Je tiens à rappeler que l’ensemble des subventions attribuées au titre de la réserve parlementaire font l’objet d’amendements déposés par le Gouvernement sur proposition des commissions des finances de l’Assemblée nationale et du Sénat. C’est un élément d’information et de contrôle démocratique essentiel auquel il faut se référer.
Comme vous l’avez dit devant le ministre de l’intérieur lors de la séance de questions du 5 février dernier, des questions plus larges se posent sur l’attribution de la réserve et, plus fondamentalement, sur la rénovation des pratiques en la matière.
Au nom du Premier ministre, nous saluons, comme vous l’avez vous-même fait, l’effort de transparence et d’équité des présidents Jean-Pierre Bel et Claude Bartolone, qui ont souhaité que les crédits de la réserve soient répartis au prorata des effectifs des groupes parlementaires. Il reste à espérer qu’à l’intérieur des groupes parlementaires le même principe d’équité s’applique, mais, vous en conviendrez, nous sommes moins armés pour intervenir en ce domaine.
En tout cas, votre souci d’améliorer la transparence et l’équité dans l’emploi de la réserve parlementaire est partagé par les membres du Gouvernement.
Je suis vraiment stupéfait, et même scandalisé, madame la ministre ! À quoi bon poser des questions si c’est pour vous entendre nous répondre que le soleil brille quand il fait nuit ?
Je vous ai dit précisément que certains responsables avaient reconnu l’absence de toute égalité, notamment le rapporteur général du budget de l’Assemblée nationale, qui a affirmé toucher trois fois plus que les autres. Je n’entrerai pas dans le détail des problèmes qui se posent au Sénat, mais, il en va de même. Initialement, c’est vrai, madame la ministre, tout le monde devait avoir la même chose, et je m’en réjouissais. Mais l’égalité n’a pas été instaurée, et c’est un vrai scandale ! M. Bartolone et le président du Sénat se sont moqués des journalistes et de l’opinion en faisant croire qu’il y avait une justice alors qu’il n’y en a toujours pas !
S’agissant de l’autre problème que j’ai évoqué, madame la ministre, on est à la limite du mensonge. Dans ma question, je citais un exemple précis.
J’ai transmis par écrit au Gouvernement cette question, mais peut-être n’en avez-vous pas eu connaissance, le hasard vous ayant sans doute désignée, aucun autre membre du Gouvernement n’étant disponible, pour répondre à la question que j’ai adressée au Premier ministre… Si, au moins, vous avez lu cette question et si vous avez été un peu informée avant de venir ici, vous savez très bien que, contrairement à ce que vous avez dit, la subvention allouée à cette association au titre de la réserve parlementaire n’a pas été publiée. On l’a dissimulée, et une interrogation persiste donc.
Vous ne pouvez pas me répondre que toutes les subventions aux associations sont publiées. Elles devraient normalement l’être, madame la ministre, mais, là, il y a eu magouille, il y a eu entourloupe, et c’était bien l’objet de ma question. Pourquoi cette subvention a-t-elle été masquée ? Pourquoi n’a-t-elle pas, comme toutes les autres subventions aux associations, été publiée ?
Sur ces points, madame la ministre, vous n’avez pas répondu !
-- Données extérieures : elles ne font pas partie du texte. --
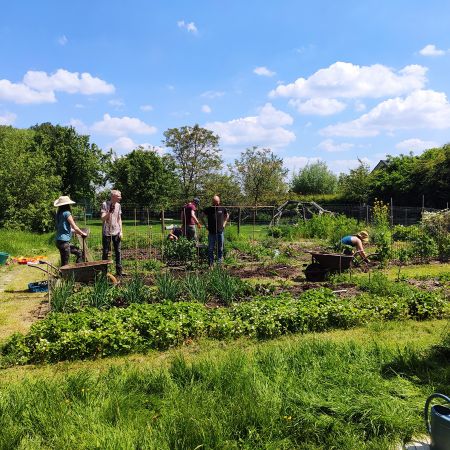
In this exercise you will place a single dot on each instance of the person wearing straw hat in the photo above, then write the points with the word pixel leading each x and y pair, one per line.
pixel 357 241
pixel 65 226
pixel 111 214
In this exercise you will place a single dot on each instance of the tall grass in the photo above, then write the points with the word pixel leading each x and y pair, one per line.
pixel 25 243
pixel 312 395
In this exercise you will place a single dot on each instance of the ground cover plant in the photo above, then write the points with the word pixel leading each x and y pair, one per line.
pixel 301 392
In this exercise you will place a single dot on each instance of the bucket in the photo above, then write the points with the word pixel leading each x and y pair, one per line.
pixel 438 422
pixel 3 258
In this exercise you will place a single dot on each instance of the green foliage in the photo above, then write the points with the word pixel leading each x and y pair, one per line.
pixel 27 186
pixel 356 186
pixel 197 155
pixel 315 178
pixel 145 178
pixel 260 174
pixel 94 333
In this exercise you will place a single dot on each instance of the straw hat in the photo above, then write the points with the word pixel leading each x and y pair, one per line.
pixel 364 236
pixel 63 200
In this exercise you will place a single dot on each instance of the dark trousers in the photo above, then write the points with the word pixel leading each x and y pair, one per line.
pixel 116 242
pixel 65 249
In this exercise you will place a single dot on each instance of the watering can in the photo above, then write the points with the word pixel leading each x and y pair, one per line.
pixel 438 423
Madame la ministre, permettez-moi de vous remercier d’avoir représenté le Gouvernement à cette séance de questions orales.
Mes chers collègues, l'ordre du jour de ce matin étant épuisé, nous allons maintenant interrompre nos travaux ; nous les reprendrons à quatorze heures trente.
La séance est suspendue.
La séance, suspendue à douze heures trente-cinq, est reprise à quatorze heures trente, sous la présidence de M. Jean-Pierre Bel.